Eating disorders are less reported in preindustrial, non-westernized countries than in Western countries. In Africa, not including South Africa, the only data presenting information about eating disorders occurs in case reports and isolated studies, not studies investigating prevalence. Data shows in research that in westernized civilizations, ethnic minorities have very similar rates of eating disorders, contrary to the belief that eating disorders predominantly occur in Caucasian people.

Due to different standards of beauty for men and women, men are often not diagnosed as anorexic. Generally men who alter their bodies do so to be lean and muscular rather than thin. In addition, men who might otherwise be diagnosed with anorexia may not meet the DSM IV criteria for BMI since they have muscle weight, but have very little fat.[113] Men and women athletes are often overlooked as anorexic.[113] Research emphasizes the importance to take athletes' diet, weight and symptoms into account when diagnosing anorexia, instead of just looking at weight and BMI. For athletes, ritualized activities such as weigh-ins place emphasis on weight, which may promote the development of eating disorders among them. While women use diet pills, which is an indicator of unhealthy behavior and an eating disorder, men use steroids, which contextualizes the beauty ideals for genders.
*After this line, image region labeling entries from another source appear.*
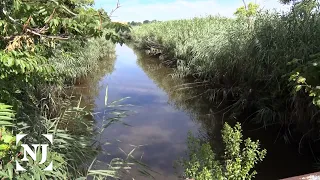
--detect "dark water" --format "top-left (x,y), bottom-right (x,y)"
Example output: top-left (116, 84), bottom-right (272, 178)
top-left (75, 45), bottom-right (314, 180)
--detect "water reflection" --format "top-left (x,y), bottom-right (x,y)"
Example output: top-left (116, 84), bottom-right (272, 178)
top-left (91, 46), bottom-right (198, 179)
top-left (81, 45), bottom-right (312, 179)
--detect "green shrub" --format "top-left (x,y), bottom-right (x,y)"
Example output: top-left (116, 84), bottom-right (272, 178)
top-left (182, 123), bottom-right (266, 180)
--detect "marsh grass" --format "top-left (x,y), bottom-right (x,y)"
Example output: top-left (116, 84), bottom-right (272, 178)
top-left (132, 5), bottom-right (320, 143)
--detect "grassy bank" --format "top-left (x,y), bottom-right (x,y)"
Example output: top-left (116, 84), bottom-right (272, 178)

This also shows men having a preoccupation with their body, which is an indicator of an eating disorder.[35] In a Canadian study, 4% of boys in grade nine used anabolic steroids.[35] Anorexic men are sometimes referred to as manorexic.[114]

History

Two images of an anorexic female person published in 1900 in "Nouvelle Iconographie de la Salpêtrière". The case was entitiled "Un cas d'anorexie hysterique" (A case of hysteria anorexia).

The term anorexia nervosa was coined in 1873 by Sir William Gull, one of Queen Victoria's personal physicians.[115] The history of anorexia nervosa begins with descriptions of religious fasting dating from the Hellenistic era[116] and continuing into the medieval period. The medieval practice of self-starvation by women, including some young women, in the name of religious piety and purity also concerns anorexia nervosa; it is sometimes referred to as anorexia mirabilis.[117][118]

The earliest medical descriptions of anorexic illnesses are generally credited to English physician Richard Morton in 1689.[116] Case descriptions fitting anorexic illnesses continued throughout the 17th, 18th and 19th centuries.[119]

In the late 19th century anorexia nervosa became widely accepted by the medical profession as a recognized condition. In 1873, Sir William Gull, one of Queen Victoria's personal physicians, published a seminal paper which coined the term anorexia nervosa and provided a number of detailed case descriptions and treatments.[119] In the same year, French physician Ernest-Charles Lasègue similarly published details of a number of cases in a paper entitled De l'Anorexie hystérique.[120]

Awareness of the condition was largely limited to the medical profession until the latter part of the 20th century, when German-American psychoanalyst Hilde Bruch published The Golden Cage: the Enigma of Anorexia Nervosa in 1978. Despite major advances in neuroscience,[121] Bruch's theories tend to dominate popular thinking. A further important event was the death of the popular singer and drummer Karen Carpenter in 1983, which prompted widespread ongoing media coverage of eating disorders.[122]

Etymology

The term is of Greek origin: an- (ἀν-, prefix denoting negation) and orexis (ὄρεξις, "appetite"), translating literally to a nervous loss of appetite.[123]